Professor Anjali Goswami - Principal Investigator
I am currently a Research Leader in Life Sciences at the Natural History Museum, London and Honorary Professor in Palaeobiology in the Department of Genetics, Evolution, and Environment at University College London.
Outside of the NHM, I serve as Co-Director of the London Centre for Ecology and Evolution (since 2014), Chair of the Development Committee for the Society of Vertebrate Palaeontology, Trustee and Vice-President of the Linnean Society of London, Co-Director of University College London's Centre for Life's Origins and Evolution, and a member of the Executive Committee for the International Society for Vertebrate Morphology. I am a member of the UK Natural Environment Research Council (NERC) Peer Review College and currently serve on the editorial boards for Evolution, Integrative and Comparative Biology, Palaeobiology.
My main research interests are in vertebrate evolution and development, especially using 3D morphometric methods to incorporate data from embryos to fossils to test genetic and developmental hypotheses of modularity and morphological diversity and reconstruct macroevolutionary patterns through deep time. I have previously focused on skull evolution in carnivorans and the marsupial-placental dichotomy, but in recent years, I have expanded across the diversity of systems, with an ERC-funded project on modularity and morphological diversification across tetrapods and a recently-completed Leverhulme Trust-funded project on cat postcranial mechanics and evolutionary modularity.
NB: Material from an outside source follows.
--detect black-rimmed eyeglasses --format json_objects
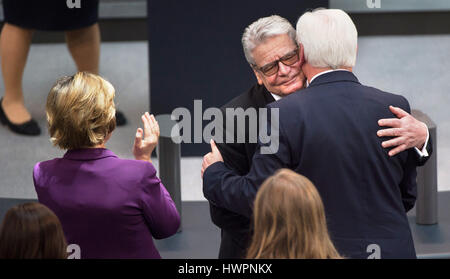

With collaborators and lab members, we are currently extending this work to incorporate comparative genomic and transcriptomic data, as well as applying our morphometric innovations to comparative ontogenetic morphology.
I am also currently working on the relationships and paleobiogeography of Mesozoic and early Cenozoic mammals, particularly focusing on Gondwanan eutherians, with a recently-completed Leverhulme Trust-funded project uniting genomics and fossils to elucidate early placental evolution. As part of this work, I am involved in a Leverhulme Trust-funded project on the evolution of latitudinal biodiversity gradients in Cretaceous vertebrates.
I currently conduct fieldwork in the Cretaceous and Palaeogene of India and Argentina, but have previously been involved in fieldwork in Svalbard, Peru, Chile, Madagascar, and the United States. I have also conducted palaeoecological research on Triassic amniotes and Eocene whales using dental microwear and stable isotopes.